Le rapprochement entre la Turquie et la Syrie place les Kurdes face à un dilemme

Le rapprochement entre Ankara et Damas et la position ambiguë de la Syrie sur les frappes aériennes de l’armée turque contre les Kurdes syriens, ont exacerbé les inquiétudes de ces derniers, qui craignent que la Turquie ne lance une invasion terrestre sur leurs zones d’influence.  

Avant le déclenchement des révolutions du printemps arabe en 2011, la Turquie était un allié économique et politique majeur de la Syrie, et le président turc Recep Tayyip Erdogan était proche du président syrien Bachar el-Assad.

Les relations entre les deux pays se sont dégradées avec le début des manifestations contre le régime syrien. Ankara avait alors appelé son allié à mener des réformes politiques, et Erdogan avait préconisé le retrait de Bachar el-Assad afin d’éviter une effusion de sang en Syrie.

En mars 2012, la Turquie a fermé son ambassade à Damas, et Erdogan a qualifié à plusieurs reprises Bachar el-Assad de « criminel » et de « terroriste ». Le président syrien a réagi en qualifiant son homologue turc de « voleur » et en l’accusant d’être « un partisan du terrorisme ».

La Turquie a apporté son soutien à l’opposition et Istanbul est devenu le siège de la Coalition nationale des forces de l’opposition et de la révolution (CNFOR), appelée également la Coalition nationale syrienne (CNS), qui représente la plus importante autorité politique de l’opposition en Syrie. Ankara a ensuite commencé à soutenir les factions armées de l’opposition.

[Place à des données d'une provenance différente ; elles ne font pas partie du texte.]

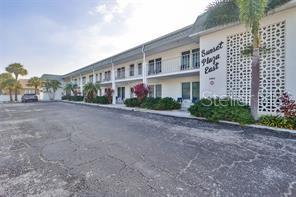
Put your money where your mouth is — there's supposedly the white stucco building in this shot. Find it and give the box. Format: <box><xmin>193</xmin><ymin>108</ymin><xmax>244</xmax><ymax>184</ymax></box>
<box><xmin>45</xmin><ymin>1</ymin><xmax>296</xmax><ymax>115</ymax></box>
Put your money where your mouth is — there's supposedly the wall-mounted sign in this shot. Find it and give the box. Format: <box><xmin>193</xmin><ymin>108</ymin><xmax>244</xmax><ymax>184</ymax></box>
<box><xmin>201</xmin><ymin>41</ymin><xmax>224</xmax><ymax>74</ymax></box>
<box><xmin>209</xmin><ymin>77</ymin><xmax>215</xmax><ymax>86</ymax></box>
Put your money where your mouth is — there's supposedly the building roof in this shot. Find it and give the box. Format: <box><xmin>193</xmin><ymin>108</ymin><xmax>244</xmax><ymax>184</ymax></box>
<box><xmin>19</xmin><ymin>79</ymin><xmax>31</xmax><ymax>89</ymax></box>
<box><xmin>190</xmin><ymin>0</ymin><xmax>296</xmax><ymax>37</ymax></box>
<box><xmin>62</xmin><ymin>24</ymin><xmax>194</xmax><ymax>78</ymax></box>
<box><xmin>41</xmin><ymin>74</ymin><xmax>62</xmax><ymax>81</ymax></box>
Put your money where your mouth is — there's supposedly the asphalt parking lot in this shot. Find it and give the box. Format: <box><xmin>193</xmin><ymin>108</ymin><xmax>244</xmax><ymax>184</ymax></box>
<box><xmin>0</xmin><ymin>102</ymin><xmax>295</xmax><ymax>196</ymax></box>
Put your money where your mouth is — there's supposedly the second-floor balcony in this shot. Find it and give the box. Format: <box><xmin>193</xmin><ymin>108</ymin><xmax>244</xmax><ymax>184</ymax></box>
<box><xmin>147</xmin><ymin>56</ymin><xmax>200</xmax><ymax>77</ymax></box>
<box><xmin>115</xmin><ymin>68</ymin><xmax>142</xmax><ymax>81</ymax></box>
<box><xmin>102</xmin><ymin>76</ymin><xmax>111</xmax><ymax>82</ymax></box>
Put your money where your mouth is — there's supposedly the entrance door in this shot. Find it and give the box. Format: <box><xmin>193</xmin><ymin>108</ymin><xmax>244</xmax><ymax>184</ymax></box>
<box><xmin>117</xmin><ymin>87</ymin><xmax>125</xmax><ymax>100</ymax></box>
<box><xmin>192</xmin><ymin>82</ymin><xmax>200</xmax><ymax>103</ymax></box>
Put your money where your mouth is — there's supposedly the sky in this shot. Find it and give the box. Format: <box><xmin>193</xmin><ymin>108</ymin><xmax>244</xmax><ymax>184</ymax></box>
<box><xmin>0</xmin><ymin>0</ymin><xmax>213</xmax><ymax>78</ymax></box>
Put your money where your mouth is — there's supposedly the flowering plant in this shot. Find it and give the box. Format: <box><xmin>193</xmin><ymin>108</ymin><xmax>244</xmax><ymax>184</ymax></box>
<box><xmin>280</xmin><ymin>92</ymin><xmax>296</xmax><ymax>118</ymax></box>
<box><xmin>133</xmin><ymin>83</ymin><xmax>150</xmax><ymax>101</ymax></box>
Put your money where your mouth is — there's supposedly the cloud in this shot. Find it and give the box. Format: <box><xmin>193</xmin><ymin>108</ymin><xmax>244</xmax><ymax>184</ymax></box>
<box><xmin>0</xmin><ymin>0</ymin><xmax>213</xmax><ymax>77</ymax></box>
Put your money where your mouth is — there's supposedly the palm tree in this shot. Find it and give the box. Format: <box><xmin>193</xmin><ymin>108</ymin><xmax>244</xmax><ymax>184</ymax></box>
<box><xmin>5</xmin><ymin>79</ymin><xmax>17</xmax><ymax>102</ymax></box>
<box><xmin>236</xmin><ymin>0</ymin><xmax>268</xmax><ymax>120</ymax></box>
<box><xmin>5</xmin><ymin>63</ymin><xmax>28</xmax><ymax>101</ymax></box>
<box><xmin>43</xmin><ymin>80</ymin><xmax>52</xmax><ymax>94</ymax></box>
<box><xmin>0</xmin><ymin>73</ymin><xmax>15</xmax><ymax>101</ymax></box>
<box><xmin>43</xmin><ymin>79</ymin><xmax>61</xmax><ymax>100</ymax></box>
<box><xmin>50</xmin><ymin>80</ymin><xmax>62</xmax><ymax>100</ymax></box>
<box><xmin>28</xmin><ymin>77</ymin><xmax>43</xmax><ymax>94</ymax></box>
<box><xmin>204</xmin><ymin>0</ymin><xmax>288</xmax><ymax>120</ymax></box>
<box><xmin>83</xmin><ymin>82</ymin><xmax>100</xmax><ymax>102</ymax></box>
<box><xmin>64</xmin><ymin>82</ymin><xmax>78</xmax><ymax>96</ymax></box>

Depuis 2016, la Turquie a lancé trois attaques contre les combattants kurdes, ce qui lui a permis de contrôler de vastes territoires frontaliers syriens, mais elle n’est entrée en confrontation directe avec Damas qu’en 2020, après qu’un certain nombre de ses éléments ont été tués par les tirs des forces du régime syrien dans le nord-ouest du pays. Les tensions se sont relativement calmées par la suite, grâce à la médiation de la Russie.

Après une mésentente qui a duré environ 11 ans, les deux parties ont montré quelques signes de rapprochement, notamment en août 2022 avec l’appel du ministre turc des Affaires étrangères, Mevlüt Çavuşoğlu, à la réconciliation entre le régime et l’opposition.

Les déclarations du ministre turc des Affaires étrangères, dans lesquelles il a révélé une rencontre qu’il a eue avec son homologue syrien Fayçal al-Meqdad, et la position turque en faveur d’une réconciliation entre le gouvernement syrien et l’opposition, ont suscité des réactions au sein de la population et de la sphère politique Kurde-syriennes, qui ont exprimé leurs craintes face à l’éventualité de perdre les gains militaires et politiques acquis au cours des dernières années, si les gouvernements turc et syrien parvenaient à un accord.

Des centaines d’habitants des zones frontalières kurdes du nord-est de la Syrie ont organisé des manifestations devant les quartiers et les bases militaires de la Coalition internationale et des Forces russes déployées dans la région, pour dénoncer la menace militaire turque contre les zones contrôlées par les Kurdes.

Le 23 novembre, au moment ou Ankara a menacé de lancer une attaque terrestre contre les Kurdes, le président turc a révélé son intention de rencontrer Bachar el-Assad. « Il n’y a pas de place pour le ressentiment en politique. Finalement, les mesures sont prises dans les meilleures conditions », a-t-il déclaré.

Abdul Qadir Selfi, un écrivain turc proche du gouvernement, a suggéré dans un article publié dans le journal « Hürriyet », que la rencontre entre Erdogan et el-Assad ait lieu avant les élections turques de juin 2023, et avec la présence du président russe Vladimir Poutine, dans la mesure ou la Russie joue un rôle clé en faveur d’un rapprochement entre ses deux alliés qui partagent un ennemi commun ; les combattants kurdes soutenus par les États-Unis.

 « Jusqu’à présent, la position du gouvernement de Damas sur les attentats a été plus faible que les fois précédentes, ce qui signifie qu’il peut y avoir un impact sur les relations avec la Turquie », a déclaré à l’AFP Mazloum Abdi, le commandant en chef des Forces démocratiques syriennes. « Selon nos informations, il y a une communication entre les deux parties », a-t-il ajouté.

La Turquie cherche également à contrôler toute la bande frontalière dans le but de s’en servir ultérieurement comme carte pour maintenir son influence en Syrie, selon les déclarations de Mazloum Abdi à l’AFP.